Per le imprese nelle province di Milano, Monza Brianza e Lodi, Assolombarda ha attivato uno strumento specifico che prevede fondo perduto fino al 70% per investimenti energetici e per la certificazione ISO 50001, con domande aperte dal 3 giugno 2026.
Tra gli interventi ammissibili rientrano: modifiche o sostituzioni di impianti produttivi che portino a una riduzione dell’indice di prestazione energetica di almeno il 7%, installazione di impianti fotovoltaici o mini eolici per l’autoproduzione (con spese tra 30.000 e 1 milione di euro), sistemi di monitoraggio e controllo dei consumi energetici.
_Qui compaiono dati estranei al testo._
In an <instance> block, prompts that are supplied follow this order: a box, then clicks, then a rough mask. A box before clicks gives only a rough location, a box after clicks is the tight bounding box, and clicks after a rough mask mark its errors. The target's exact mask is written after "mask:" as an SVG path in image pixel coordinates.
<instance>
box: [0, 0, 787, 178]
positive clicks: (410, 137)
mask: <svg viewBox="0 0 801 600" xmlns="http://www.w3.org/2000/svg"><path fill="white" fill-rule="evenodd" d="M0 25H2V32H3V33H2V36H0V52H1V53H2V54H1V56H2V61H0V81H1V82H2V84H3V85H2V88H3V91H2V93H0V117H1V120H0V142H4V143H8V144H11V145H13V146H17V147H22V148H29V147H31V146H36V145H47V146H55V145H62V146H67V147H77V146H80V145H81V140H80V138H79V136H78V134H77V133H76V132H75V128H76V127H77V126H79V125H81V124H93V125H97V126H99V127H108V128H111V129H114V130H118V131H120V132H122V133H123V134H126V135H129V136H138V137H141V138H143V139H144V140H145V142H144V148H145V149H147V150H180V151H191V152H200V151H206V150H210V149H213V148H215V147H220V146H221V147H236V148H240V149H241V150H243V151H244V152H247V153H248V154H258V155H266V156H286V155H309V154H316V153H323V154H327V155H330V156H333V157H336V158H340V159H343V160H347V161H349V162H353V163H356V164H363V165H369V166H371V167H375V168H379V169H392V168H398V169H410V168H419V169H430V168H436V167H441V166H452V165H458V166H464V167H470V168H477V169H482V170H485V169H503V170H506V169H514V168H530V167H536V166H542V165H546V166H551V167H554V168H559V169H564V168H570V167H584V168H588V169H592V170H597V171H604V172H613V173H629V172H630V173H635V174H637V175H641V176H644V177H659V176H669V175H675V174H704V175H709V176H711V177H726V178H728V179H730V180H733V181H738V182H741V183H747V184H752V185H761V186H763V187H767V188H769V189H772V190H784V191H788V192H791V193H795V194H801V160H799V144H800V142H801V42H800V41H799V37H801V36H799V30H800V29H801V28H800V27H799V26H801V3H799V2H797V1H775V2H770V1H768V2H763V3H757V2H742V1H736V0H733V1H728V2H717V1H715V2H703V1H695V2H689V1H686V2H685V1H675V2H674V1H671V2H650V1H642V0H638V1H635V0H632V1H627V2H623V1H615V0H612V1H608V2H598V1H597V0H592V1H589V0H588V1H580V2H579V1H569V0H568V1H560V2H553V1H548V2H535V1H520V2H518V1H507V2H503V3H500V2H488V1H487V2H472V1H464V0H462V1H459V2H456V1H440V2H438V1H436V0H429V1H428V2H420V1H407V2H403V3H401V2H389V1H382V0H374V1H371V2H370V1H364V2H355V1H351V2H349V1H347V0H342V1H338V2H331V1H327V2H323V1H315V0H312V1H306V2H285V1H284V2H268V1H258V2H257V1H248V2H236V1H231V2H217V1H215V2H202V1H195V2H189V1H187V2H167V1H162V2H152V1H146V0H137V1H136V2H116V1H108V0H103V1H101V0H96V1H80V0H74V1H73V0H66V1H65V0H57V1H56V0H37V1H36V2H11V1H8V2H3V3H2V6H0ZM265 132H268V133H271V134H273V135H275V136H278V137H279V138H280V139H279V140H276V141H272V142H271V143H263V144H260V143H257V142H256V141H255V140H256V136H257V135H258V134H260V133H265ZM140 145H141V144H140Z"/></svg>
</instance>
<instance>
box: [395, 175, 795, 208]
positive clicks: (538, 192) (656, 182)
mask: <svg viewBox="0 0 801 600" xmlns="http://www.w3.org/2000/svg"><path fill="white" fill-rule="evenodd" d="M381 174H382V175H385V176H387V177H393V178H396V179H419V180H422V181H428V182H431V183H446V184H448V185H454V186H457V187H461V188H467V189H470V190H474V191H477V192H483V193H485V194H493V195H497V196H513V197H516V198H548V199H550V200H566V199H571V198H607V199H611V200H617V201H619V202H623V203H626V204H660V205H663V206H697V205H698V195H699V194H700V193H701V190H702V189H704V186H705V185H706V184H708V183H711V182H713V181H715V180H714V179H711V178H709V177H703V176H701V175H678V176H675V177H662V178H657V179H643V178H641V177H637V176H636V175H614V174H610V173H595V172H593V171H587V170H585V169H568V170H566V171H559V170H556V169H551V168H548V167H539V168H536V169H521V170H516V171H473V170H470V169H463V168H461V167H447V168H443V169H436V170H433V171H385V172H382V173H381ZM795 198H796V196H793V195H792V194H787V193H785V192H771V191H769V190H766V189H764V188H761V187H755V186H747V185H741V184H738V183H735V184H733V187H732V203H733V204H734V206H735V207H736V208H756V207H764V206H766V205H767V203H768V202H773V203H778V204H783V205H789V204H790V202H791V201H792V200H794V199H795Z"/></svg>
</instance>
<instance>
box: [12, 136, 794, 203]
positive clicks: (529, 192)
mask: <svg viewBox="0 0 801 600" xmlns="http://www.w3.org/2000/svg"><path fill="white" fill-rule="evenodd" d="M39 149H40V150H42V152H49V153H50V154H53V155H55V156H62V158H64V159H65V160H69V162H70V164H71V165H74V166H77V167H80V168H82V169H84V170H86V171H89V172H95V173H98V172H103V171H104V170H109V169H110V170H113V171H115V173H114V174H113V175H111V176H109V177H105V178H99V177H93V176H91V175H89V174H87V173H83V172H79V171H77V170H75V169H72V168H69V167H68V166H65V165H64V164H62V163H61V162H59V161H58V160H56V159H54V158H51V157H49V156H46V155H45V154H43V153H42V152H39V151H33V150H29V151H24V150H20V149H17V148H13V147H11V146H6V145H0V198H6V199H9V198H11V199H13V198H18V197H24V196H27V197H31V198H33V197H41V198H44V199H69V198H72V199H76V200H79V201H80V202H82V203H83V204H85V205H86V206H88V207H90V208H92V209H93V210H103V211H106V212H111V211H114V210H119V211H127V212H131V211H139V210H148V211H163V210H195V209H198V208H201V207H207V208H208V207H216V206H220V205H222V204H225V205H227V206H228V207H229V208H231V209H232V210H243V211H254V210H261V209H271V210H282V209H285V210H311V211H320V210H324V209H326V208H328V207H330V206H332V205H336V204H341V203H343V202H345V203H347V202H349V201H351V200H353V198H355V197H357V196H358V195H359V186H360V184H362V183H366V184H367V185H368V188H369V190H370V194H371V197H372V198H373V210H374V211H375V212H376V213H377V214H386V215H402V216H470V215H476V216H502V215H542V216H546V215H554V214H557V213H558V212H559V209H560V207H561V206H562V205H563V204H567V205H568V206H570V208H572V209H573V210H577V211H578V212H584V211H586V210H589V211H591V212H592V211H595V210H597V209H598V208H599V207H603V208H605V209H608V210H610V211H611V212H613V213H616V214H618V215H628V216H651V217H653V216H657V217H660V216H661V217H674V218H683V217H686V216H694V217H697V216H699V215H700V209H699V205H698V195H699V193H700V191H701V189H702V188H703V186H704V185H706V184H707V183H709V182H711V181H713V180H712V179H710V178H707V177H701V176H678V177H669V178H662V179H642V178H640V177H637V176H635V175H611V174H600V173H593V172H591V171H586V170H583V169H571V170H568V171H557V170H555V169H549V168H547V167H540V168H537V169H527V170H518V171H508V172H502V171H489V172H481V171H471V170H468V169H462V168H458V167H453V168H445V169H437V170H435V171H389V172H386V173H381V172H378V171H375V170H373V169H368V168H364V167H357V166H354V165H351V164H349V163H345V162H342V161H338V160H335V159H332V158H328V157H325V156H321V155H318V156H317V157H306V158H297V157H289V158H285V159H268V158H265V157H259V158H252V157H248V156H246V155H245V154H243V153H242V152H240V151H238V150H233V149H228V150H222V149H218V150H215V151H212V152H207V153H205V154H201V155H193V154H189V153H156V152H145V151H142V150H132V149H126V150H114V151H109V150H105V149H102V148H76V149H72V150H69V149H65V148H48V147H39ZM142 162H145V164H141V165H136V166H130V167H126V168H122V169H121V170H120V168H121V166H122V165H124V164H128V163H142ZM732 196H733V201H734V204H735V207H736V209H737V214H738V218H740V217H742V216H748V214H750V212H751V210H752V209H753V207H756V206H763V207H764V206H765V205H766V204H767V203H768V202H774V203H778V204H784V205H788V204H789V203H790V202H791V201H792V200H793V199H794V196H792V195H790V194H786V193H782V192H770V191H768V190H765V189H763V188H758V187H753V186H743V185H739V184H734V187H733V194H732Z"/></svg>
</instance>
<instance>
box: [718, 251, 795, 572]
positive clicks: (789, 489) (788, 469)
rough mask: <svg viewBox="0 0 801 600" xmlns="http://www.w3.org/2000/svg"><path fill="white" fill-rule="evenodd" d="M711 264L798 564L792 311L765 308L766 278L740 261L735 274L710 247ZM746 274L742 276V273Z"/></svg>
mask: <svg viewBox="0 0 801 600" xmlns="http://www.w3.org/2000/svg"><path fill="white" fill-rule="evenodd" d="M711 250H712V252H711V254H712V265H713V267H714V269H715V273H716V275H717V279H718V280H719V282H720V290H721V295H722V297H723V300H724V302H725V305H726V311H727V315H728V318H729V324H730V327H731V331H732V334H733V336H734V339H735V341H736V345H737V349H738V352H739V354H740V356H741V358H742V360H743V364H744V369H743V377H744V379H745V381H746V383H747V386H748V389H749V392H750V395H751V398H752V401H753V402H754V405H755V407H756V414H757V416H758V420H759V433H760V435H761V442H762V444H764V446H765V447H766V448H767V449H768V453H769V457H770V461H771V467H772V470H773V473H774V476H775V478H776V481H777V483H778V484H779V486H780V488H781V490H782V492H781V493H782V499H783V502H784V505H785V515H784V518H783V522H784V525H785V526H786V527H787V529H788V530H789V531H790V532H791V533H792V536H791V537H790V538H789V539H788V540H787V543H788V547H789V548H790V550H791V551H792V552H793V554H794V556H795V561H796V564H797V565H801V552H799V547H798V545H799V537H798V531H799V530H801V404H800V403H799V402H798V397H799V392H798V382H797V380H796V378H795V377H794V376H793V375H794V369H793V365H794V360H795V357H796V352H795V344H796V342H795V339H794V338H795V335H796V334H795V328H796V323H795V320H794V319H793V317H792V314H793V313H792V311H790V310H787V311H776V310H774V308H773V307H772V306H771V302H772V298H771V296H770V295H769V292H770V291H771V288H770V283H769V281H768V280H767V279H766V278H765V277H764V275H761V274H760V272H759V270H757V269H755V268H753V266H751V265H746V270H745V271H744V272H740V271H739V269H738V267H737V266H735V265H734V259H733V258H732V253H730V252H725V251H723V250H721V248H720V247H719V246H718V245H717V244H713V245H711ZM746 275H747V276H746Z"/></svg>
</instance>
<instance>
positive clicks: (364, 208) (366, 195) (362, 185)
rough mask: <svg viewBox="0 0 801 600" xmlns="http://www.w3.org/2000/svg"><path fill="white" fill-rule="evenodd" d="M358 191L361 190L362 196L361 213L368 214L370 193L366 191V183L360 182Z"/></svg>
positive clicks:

Il contesto che rende questi incentivi particolarmente rilevanti è il dato macro: secondo il Booklet Economia di Assolombarda, il prezzo dell’energia per le imprese industriali lombarde “rimane molto elevato” nel 2026, nonostante la relativa stabilizzazione rispetto ai picchi del 2022-2023. E i prezzi delle materie prime energetiche mostrano segnali di nuova volatilità, rendendo l’autoproduzione da rinnovabili sempre più strategica per le PMI.
Fonte: Assolombarda, “Regione Lombardia: ricomprese anche le PMI nel bando per contributi a fondo perduto per l’efficienza energetica delle imprese manifatturiere”, 2026; Assolombarda, Booklet Economia – Sentiment e Materie prime, 2026.
Cosa significa
Per un’impresa manifatturiera lombarda con costi energetici che incidono per il 10-20% sul fatturato, ridurre i consumi non è solo una questione ambientale ma un intervento diretto sui margini. Un impianto fotovoltaico da 200.000 euro, con un contributo del 50%, ha un tempo di rientro che scende sotto i cinque anni nella maggior parte degli scenari produttivi. È un investimento che si paga da solo — e che nel frattempo protegge l’azienda dalla volatilità delle bollette.
Conclusioni
Prima di rimandare ancora, vale la pena verificare con un energy manager o con gli sportelli di Assolombarda e delle Camere di Commercio provinciali quali bandi sono attivi nella propria zona: la finestra temporale degli incentivi più generosi del 2026 potrebbe chiudersi entro fine anno.